IHME has a high-performance computing with around 15,000 cores (as of June 2020). Our statistical applications are composed of many individual jobs spread across the cluster. It is feasible to manually control an application that has fewer that a hundred individual jobs. Manual control becomes burdensome when there are thousands of jobs, and simply impossible with hundreds of thousands of jobs. As part of my work at IHME I created Jobmon, a scientific workflow manager (similar to Nextflow and Cromwell) that manages distributed applications with up to a million separate jobs. Jobmon has a Python API, with a central restful control service and database. Jobmon enabled IHME to includes results for every year in the the GLobal Burden Disease study, rather than just for every fifth year. The final GBD application had 350,000 jobs, took 30 days, and completed without errors. Jobmon is described in this paper.

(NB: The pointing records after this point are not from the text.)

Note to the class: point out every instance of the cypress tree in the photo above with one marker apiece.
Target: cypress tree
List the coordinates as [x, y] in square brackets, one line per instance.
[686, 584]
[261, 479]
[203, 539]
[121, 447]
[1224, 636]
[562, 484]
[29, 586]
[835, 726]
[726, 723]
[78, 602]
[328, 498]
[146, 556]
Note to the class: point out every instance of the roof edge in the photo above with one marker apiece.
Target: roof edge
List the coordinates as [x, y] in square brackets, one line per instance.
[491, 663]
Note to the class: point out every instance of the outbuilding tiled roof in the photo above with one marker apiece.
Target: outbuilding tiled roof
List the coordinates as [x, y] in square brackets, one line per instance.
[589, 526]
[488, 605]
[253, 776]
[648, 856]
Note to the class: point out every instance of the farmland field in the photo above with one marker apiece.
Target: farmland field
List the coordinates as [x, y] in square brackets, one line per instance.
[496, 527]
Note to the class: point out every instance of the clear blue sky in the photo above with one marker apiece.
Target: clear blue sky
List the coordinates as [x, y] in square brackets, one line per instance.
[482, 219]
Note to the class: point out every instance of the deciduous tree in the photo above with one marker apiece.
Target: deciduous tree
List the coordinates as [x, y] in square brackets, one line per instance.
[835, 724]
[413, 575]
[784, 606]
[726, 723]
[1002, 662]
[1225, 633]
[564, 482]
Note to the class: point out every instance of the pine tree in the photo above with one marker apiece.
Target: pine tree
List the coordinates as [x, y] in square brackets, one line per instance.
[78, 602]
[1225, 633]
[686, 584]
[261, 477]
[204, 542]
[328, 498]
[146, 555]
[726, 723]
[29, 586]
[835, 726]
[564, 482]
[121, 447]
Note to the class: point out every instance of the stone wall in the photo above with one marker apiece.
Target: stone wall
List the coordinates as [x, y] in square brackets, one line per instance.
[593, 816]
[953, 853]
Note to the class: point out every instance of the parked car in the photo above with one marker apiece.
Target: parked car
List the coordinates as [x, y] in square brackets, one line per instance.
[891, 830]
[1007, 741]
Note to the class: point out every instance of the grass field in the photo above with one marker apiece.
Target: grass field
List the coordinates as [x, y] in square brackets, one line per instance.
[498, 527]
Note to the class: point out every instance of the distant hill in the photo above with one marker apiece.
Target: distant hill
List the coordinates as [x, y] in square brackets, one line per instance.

While working as a C++ developer in the 1990's I took a course on the Personal Software Process by Watts Humphrey. I was particularly impressed by the experimental verification that was possible. Unlike most methodologies, PSP includes a way of testing if it really works. The key ideas of PSP are:
In other words PSP is nothing more than scientific observation. I used PSP for five months on a C++ project, and then another four months on some Java projects. After two iterations I carefully went over all my recorded defects and discovered some patterns in my defects. My major problem was caused by copy-and-pasting code, and then not changing all the variable names etc. Having discovered that I paid more attention to those activities, and on my next component it actually ran the first time on the test harness without errors, something I had never managed before (or since I might add). My estimation for small projects also improved dramatically, although it still does not solve the problem of estimating large projects. It was not only clear that the methodology worked "in the small," but I had hard evidence (rather than opinion) that did work.
I performed all the work using paper forms.
As an interesting side effect of my PSP usage I realised that I had performed a very interesting study in the effectiveness of Java and C++. I had PSP data for several months in both languages, and the two data sets had the same programmer, similar applications etc - the only difference was the programming language. Just looking at the raw numbers it appeared that when I was writing in Java I wrote twice as many lines of code per minute, and produced half as many defects per line of code. If anything these numbers were conservative because I at that time I had seven years C++ experience, but was only just learning Java. However, when the numbers are analysed using a proper statistical test (Student's t-test) then it is only possible to say that Java is 50% better in either category, which is still a huge difference. I wrote the results up for Software Practise and Experience, a copy of the paper is here.
For Gallipoli and Mons I created counter design software, which is available in my GitHub account. There are also several fantasy language generators that I use in role-playing games.